19: 19; "Say Goodbye to Jennifer"; Jackie Cooper; Story by : John Thomas James Teleplay by : Juanita Bartlett and Rudolph Borchert; February 7, 1975
Rockford’s army buddy ‘Mitch’ (Hector Elizondo) is a photographer hopelessly smitten by a model (Pamela Hensley) who was suspected of committing a murder but was declared dead from a car accident before she was arrested. Shortly thereafter Mitch becomes convinced he saw her in Seattle and hires Rockford to find her. Jim is sure she's dead but has his own reasons to get out of town, so he accepts the job. With Ken Swofford, Regis Cordic, Katherine Woodville, Len Lesser and Thayer David.

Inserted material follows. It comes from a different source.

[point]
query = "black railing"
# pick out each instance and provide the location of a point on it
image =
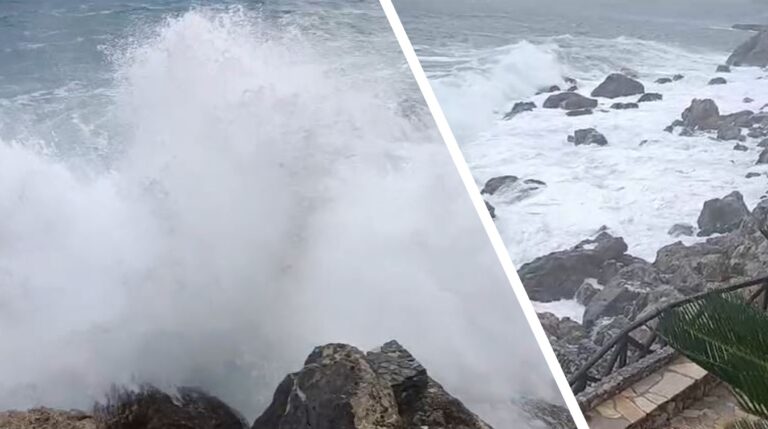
(619, 345)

20: 20; "Charlie Harris at Large"; Russ Mayberry; Story by : John Thomas James Teleplay by : Zekial Marko; February 14, 1975
Charlie Harris (Tony Musante), Rockford's former cellmate, is suspected of murdering his rich wife and has gone into hiding. He hires Rockford to find his alibi witness, a mystery woman with whom he was having an affair. She turns out to be Linda Bannister (Diana Muldaur), the wife of a multi-millionaire (Warner Anderson) who will kill to protect her secret. To compound matters Linda does not provide a perfect alibi, she is not sure Charlie is innocent, and Rockford gets charged with sheltering the fugitive Charlie. With David Spielberg as the police sergeant who is onto Rockford from the start, Mel Stewart and Eddie Firestone.
21: 21; "The Four Pound Brick"; Lawrence Doheny; Story by : Leigh Brackett Teleplay by : Leigh Brackett and Juanita Bartlett; February 21, 1975
Rocky (Noah Beery Jr.) hires Jim to investigate the death of a rookie policeman, the son of Rocky’s dear friend, Kate (Edith Atwater). However everything Rockford turns up indicates the young cop was on the take, and Lieutenant Diehl (Tom Atkins) will do everything in his power to suppress the information. Featuring William Watson, Jess Walton, Paul Carr, John Quade, Jack Knight, Frank Campanella, John Furlong, Dick Cherney, Duke Fishman, Bob Harks and Robert Hitchcock.
22: 22; "Just by Accident"; Jerry London; Charles Sailor & Eric Kaldor; February 28, 1975
A businesswoman (Neva Patterson) hires Jim to investigate the death of her son in an automobile crash, she disputes it could have been an accident because he was a professional driver. The investigation uncovers a cache of phony birth certificates and a network of insurance fraudsters willing to commit multiple murder to keep the scams going. With Steven Keats, Joey Aresco, E. J. Peaker, David Spielberg, Fred Sadoff, Michael Fox, Fritzi Burr, Millie Slavi, Alan Bergmann, Beatrice Colen, Oliver Clark and Gordon Jump.
23: 23; "Roundabout"; Lou Antonio; Story by : Mitchell Lindemann Teleplay by : Mitchell Lindemann and Edward J. Lakso; March 7, 1975
Rockford is hired to deliver a $10,000 check to a young woman (Jesse Welles) in Las Vegas. He finds her living in poverty, but learns from a bank manager (George Wyner) there is an account in her name with $300,000 in it. After she gets abducted and he gets assaulted he finds her working as a singer in a luxury hotel. It has Rockford questioning what her manager (Ron Rifkin) is up to and how accurate his books are. With Mills Watson, Virginia Gregg, Joe E. Tata, Frank Michael Liu and Chuck Hicks.